It seems to me that most of our approaches to productivity tend to orient our focus at the wrong level. We end up focusing on the runway level — next actions — and the 10,000 foot level — projects. This makes it hard to prioritize across areas of your life.
For example, if you come into work in the morning and say to yourself “what projects to I have going on?,” you might make some good progress that day. However, your thinking is necessarily narrow — it is focused on what projects already exist, and the focus is to get that loop closed when there might be broader things that are more deserving of your attention that day. Further, these broader things may not be anything captured on another existing list, like a next action list, because in a very real sense it is actually impossible to make any next action list “complete” (perhaps more on that later).
So how do you identify those broader things? I think by going to the 20,000 foot level, which is areas of responsibility. So instead of saying to yourself “what projects do I have on my plate” or “what actions do I have on my plate,” you instead say “what are my main responsibilities? Now, what are the most important things I can do today to advance the responsibilities that most need to be advanced at this time?”
In this way, you aren’t relying on any lists to ultimately show you what to do. Rather, you are relying on reflection. You might refer to your lists to make sure you are considering everything, but by putting the focus on reflecting on “what do I need to do now,” you allow new ideas to arise that are more in tune with current priorities. That is, you can adapt better, focusing on what is important now rather than on what was important two weeks ago, but you couldn’t do then so you put it on a list.
This is how I operated in college, without the assistance of any planning system (or even calendar–ironic, I know!). Every few days, I would simply say to myself “what is coming up in each of my classes?” Then I would identify what was most important, and get it done. The advantage there was that I had a pre-existing syllabus for each class; in the world of ordinary life, you are having to create much of your “syllabus” for your life as you go.
The irony is that, when a planning system inclines you to think mostly from the 10,000 foot level and runway, it can lead to lack of focus because there is simply so much to consider, with the result that you are worse off than not having any planning system at all.
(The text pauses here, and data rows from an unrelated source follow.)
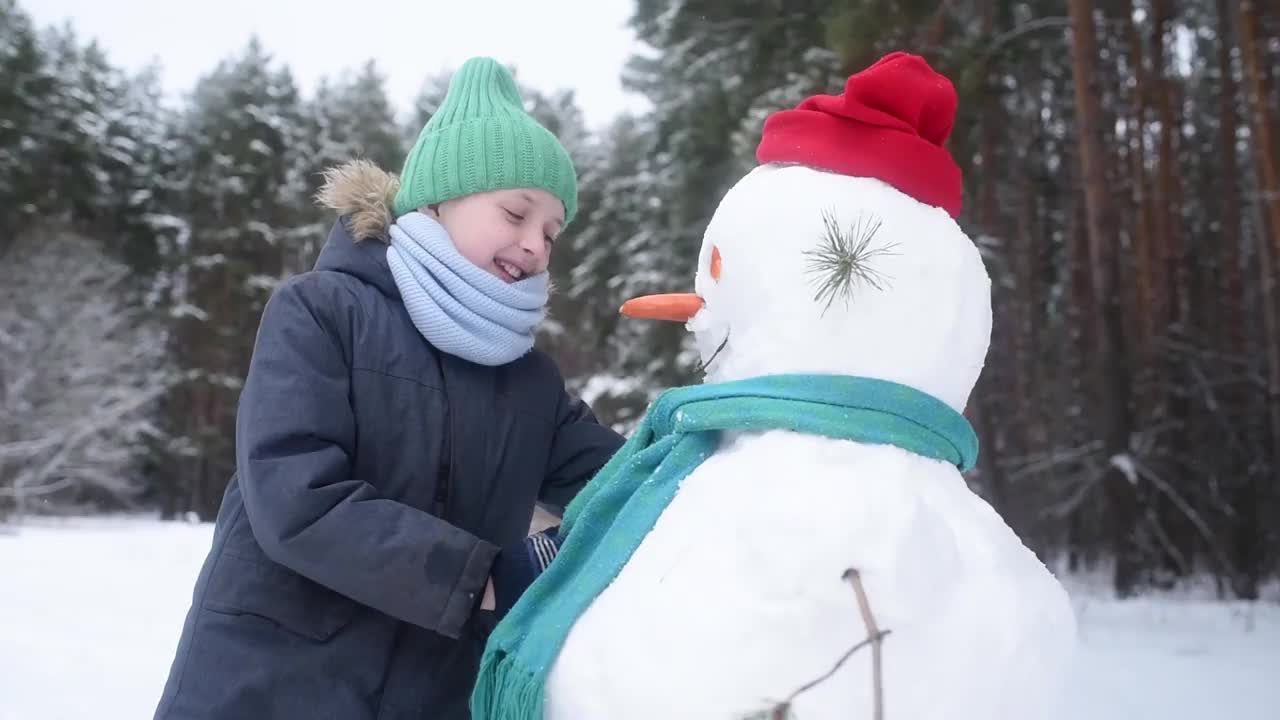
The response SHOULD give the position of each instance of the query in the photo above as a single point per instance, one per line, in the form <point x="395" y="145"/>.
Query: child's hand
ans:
<point x="519" y="565"/>
<point x="488" y="601"/>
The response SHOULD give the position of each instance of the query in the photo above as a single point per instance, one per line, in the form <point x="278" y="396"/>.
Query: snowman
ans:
<point x="794" y="537"/>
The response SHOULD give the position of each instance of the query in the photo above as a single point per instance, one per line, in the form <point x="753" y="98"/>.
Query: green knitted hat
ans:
<point x="481" y="139"/>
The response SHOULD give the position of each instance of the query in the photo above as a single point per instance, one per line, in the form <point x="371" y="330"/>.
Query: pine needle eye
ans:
<point x="842" y="260"/>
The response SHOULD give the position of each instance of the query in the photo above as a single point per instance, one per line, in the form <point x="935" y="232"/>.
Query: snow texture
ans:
<point x="90" y="614"/>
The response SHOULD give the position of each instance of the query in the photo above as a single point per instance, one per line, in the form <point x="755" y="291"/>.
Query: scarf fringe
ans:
<point x="506" y="692"/>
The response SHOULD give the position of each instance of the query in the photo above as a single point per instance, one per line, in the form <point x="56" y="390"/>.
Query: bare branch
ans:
<point x="864" y="606"/>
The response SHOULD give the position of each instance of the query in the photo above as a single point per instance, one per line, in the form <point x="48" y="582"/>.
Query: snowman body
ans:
<point x="737" y="597"/>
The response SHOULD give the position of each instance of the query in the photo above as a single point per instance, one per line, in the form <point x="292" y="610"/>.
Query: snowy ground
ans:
<point x="90" y="613"/>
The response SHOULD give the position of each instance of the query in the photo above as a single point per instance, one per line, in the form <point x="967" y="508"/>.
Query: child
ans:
<point x="394" y="432"/>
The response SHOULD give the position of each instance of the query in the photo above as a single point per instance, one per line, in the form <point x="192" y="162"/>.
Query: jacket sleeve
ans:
<point x="580" y="447"/>
<point x="295" y="441"/>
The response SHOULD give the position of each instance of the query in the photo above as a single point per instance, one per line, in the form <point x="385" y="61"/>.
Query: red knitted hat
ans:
<point x="891" y="123"/>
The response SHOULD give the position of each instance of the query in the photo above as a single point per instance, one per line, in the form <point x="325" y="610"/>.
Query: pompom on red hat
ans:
<point x="891" y="123"/>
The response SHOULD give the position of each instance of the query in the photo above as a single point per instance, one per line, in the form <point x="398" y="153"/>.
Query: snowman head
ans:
<point x="840" y="253"/>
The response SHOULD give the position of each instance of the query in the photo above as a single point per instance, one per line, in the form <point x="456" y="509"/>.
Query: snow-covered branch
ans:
<point x="80" y="369"/>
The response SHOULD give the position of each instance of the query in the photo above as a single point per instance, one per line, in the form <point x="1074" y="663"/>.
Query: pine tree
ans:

But used right, a productivity system puts you way ahead. If, instead of using it to substitute for thinking (that is, instead of simply saying “what’s on my project lists and action lists; OK, I think I’ll do this), you use it as a support to keep some of the heavy lifting of remembering important ongoing things off your mind, it can be helpful. Then, what you do is operate from a stance of reflection at the 20,000 foot level of responsibilities, and refer to the lists to help fill out your options on what each area might needs, rather than relying on the lists as an exhaustive catalog of all your options.